Я хотел бы обратить внимание на некоторые мои эмпирические наблюдения, которые я не всегда могу объяснить, но они мне представляются важными. Есть три фундаментальных особенности кошмаров в литературе. Больше я пока не обнаружил, во всяком случае. Все они не имеют прямого, значит, прямого отношения к содержанию, но имеют отношение к композиции и к порядку вещей. Вообще, заметим, что содержание кошмаров не важно, сон делается кошмарным не от содержания, а от композиции, от темпа и стиля изложения, а так-то он может быть хоть о школьном уроке (и очень часто нам снится именно школа — вызвали отвечать, а мы не готовы и т. д.). Значит, первое наблюдение сделала Ирина Лукьянова в своей работе о кошмарах у Кафки. Во сне нарушаются соотношения между деталями и целым. Детали болезненно отчетливы, но целое — место происшествия, цель нашего пребывания, как и зачем мы туда попали, — таинственно, непонятно. Мы не понимаем смысла целого, но каждая деталь буквально укрупнена, преувеличена. Когда мы просыпаемся, мы помним кошмары, но совершенно не можем рассказать о цели показанного, о смысле этого послания. Возьмем «Сельского врача» Кафки, один из жутчайших его снов. Мы помним, что у сельского врача очень черные, очень страшные, очень сильные кони, с которыми он не может справиться. Мы подробно помним описание этих коней, но мы совершенно не знаем, где он живет, куда он едет, чем болен ребенок, на помощь к которому он выехал. Мы абсолютно отчетливо помним описание комнаты, но совершенно не понимаем, в какой стране это происходит, в какое время... В «Замке» понятно все, кроме статуса замка, а ведь это именно и является главной загадкой. Я бы рискнул сказать, что это и есть ключевое понятие готики: в собственной жизни мы все время видим детали, предельно четкие, но о смысле происходящего у нас нет ни малейшего представления.

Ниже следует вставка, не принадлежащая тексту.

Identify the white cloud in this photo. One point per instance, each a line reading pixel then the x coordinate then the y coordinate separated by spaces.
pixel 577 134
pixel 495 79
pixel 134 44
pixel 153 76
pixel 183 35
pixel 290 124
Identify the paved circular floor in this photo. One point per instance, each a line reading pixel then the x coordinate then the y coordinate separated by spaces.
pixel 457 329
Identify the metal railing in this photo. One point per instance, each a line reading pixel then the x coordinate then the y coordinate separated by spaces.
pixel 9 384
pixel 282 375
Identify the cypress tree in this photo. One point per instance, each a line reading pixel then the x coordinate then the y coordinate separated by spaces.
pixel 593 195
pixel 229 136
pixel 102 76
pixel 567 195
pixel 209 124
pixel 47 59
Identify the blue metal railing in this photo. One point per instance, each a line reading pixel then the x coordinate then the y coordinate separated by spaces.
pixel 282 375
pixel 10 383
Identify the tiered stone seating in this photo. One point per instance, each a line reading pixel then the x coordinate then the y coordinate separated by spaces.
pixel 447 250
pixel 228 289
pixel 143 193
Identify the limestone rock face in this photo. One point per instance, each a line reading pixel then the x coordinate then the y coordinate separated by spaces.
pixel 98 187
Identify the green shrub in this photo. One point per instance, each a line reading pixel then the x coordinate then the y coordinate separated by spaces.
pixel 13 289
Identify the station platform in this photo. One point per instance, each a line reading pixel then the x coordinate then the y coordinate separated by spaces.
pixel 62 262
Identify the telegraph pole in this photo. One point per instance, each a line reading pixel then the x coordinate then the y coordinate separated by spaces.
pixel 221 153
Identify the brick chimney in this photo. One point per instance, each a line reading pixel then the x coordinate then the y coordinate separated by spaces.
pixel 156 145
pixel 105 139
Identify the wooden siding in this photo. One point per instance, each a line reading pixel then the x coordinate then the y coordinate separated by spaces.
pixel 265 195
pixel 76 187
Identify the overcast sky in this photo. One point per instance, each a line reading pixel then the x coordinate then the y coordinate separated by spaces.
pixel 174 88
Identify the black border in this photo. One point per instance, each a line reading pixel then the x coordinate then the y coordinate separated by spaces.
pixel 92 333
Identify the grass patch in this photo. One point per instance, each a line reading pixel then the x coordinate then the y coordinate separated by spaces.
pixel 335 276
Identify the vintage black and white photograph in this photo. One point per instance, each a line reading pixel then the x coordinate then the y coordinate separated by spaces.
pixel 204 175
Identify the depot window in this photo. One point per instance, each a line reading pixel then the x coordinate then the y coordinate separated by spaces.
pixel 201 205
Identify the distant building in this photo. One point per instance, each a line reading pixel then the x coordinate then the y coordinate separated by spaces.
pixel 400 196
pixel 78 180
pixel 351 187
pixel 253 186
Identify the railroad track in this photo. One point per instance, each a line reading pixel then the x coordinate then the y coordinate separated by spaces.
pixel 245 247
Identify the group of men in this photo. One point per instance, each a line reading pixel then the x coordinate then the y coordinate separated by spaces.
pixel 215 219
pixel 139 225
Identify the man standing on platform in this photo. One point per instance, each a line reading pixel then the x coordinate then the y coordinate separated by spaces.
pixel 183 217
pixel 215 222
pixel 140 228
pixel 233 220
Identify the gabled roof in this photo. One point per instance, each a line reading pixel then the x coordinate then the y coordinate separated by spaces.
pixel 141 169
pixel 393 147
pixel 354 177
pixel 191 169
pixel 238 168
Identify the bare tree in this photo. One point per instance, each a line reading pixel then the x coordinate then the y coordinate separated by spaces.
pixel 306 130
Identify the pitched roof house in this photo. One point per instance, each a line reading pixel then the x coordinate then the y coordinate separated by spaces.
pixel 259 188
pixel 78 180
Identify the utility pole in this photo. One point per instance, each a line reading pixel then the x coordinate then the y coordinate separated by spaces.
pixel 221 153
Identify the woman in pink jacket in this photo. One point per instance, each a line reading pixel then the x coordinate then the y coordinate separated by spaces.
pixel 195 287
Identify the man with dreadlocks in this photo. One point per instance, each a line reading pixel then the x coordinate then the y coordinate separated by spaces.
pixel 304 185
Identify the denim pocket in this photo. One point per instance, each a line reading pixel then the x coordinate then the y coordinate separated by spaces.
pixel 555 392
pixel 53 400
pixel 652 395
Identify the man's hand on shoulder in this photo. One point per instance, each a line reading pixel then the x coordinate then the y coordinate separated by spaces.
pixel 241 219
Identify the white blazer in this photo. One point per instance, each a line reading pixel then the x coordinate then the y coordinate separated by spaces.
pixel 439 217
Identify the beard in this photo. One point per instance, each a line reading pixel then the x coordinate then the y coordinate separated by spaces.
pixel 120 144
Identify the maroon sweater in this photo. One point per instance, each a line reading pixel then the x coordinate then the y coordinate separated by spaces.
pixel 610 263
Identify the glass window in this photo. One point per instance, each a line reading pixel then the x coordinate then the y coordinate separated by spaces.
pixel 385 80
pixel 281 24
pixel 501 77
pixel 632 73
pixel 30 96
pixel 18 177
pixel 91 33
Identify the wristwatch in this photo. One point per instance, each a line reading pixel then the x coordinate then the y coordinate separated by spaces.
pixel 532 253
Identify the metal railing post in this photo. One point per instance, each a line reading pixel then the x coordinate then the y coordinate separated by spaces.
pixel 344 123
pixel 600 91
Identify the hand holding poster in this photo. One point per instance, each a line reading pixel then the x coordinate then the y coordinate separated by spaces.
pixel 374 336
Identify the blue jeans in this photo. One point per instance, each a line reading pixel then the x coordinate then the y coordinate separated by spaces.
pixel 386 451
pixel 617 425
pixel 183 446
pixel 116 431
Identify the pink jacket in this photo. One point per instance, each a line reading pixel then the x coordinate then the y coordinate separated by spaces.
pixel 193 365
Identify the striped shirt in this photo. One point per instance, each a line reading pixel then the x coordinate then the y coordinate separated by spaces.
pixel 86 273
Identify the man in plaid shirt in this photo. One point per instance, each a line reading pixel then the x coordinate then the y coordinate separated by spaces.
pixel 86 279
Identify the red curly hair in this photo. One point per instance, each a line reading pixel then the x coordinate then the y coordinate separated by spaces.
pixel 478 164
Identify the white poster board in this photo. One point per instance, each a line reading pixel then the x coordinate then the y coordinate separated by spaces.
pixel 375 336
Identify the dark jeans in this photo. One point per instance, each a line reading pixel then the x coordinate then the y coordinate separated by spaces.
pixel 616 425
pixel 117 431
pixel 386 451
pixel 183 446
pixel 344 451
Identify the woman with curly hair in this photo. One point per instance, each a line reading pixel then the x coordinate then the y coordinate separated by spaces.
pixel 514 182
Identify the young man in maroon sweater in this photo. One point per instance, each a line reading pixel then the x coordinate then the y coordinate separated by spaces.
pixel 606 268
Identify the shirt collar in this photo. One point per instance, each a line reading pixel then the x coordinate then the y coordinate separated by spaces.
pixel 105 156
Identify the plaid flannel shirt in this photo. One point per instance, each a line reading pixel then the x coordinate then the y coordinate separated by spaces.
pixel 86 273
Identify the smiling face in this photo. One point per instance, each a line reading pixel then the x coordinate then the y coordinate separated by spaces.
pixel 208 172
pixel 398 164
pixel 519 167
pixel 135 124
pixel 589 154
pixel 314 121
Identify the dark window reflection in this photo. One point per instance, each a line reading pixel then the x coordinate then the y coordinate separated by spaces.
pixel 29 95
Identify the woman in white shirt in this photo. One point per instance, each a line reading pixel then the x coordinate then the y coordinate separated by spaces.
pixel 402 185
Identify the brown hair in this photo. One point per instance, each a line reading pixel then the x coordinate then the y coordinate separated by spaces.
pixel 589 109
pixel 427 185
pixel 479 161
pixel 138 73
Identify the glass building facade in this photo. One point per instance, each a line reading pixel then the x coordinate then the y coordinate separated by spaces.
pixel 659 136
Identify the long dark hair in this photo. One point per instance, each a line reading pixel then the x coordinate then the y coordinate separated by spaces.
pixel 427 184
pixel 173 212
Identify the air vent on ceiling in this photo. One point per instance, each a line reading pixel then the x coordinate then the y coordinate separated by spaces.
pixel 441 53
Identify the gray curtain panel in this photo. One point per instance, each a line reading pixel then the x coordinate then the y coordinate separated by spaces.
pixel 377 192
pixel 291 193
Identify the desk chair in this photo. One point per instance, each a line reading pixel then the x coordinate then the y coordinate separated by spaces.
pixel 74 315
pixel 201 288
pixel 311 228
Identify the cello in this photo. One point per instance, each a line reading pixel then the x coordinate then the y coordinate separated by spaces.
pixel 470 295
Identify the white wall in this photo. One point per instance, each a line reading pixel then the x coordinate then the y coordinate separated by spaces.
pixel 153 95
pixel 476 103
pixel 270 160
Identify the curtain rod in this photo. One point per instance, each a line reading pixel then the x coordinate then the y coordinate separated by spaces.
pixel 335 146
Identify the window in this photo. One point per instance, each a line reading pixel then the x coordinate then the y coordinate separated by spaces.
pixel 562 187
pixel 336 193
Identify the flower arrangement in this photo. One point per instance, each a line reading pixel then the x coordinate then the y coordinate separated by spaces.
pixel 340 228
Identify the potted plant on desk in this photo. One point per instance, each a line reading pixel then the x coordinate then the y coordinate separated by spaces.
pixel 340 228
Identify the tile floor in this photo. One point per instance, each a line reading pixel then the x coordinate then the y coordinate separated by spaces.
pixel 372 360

Второй аспект сформулировал в интервью мне Гор Вербински, когда мы обсуждали «Звонок»: «Важны не вещи, а порядок вещей», — сказал Вербински. Иными словами, лошадь не страшна, дерево не страшно, лошадь на дереве — страшна. Кошмары «Звонка» достигаются не набором лейтмотивов, — дерево, лошадь, колодец, лестница, женщина расчесывает волосы у зеркала, — но алогичным характером их совмещения. Кстати говоря, зеркала — один из главных мотивов кошмара. Кто мне может сказать, как обычно приходит кошмар через зеркало?
— Не видно себя в зеркале. Или видно не то, что есть.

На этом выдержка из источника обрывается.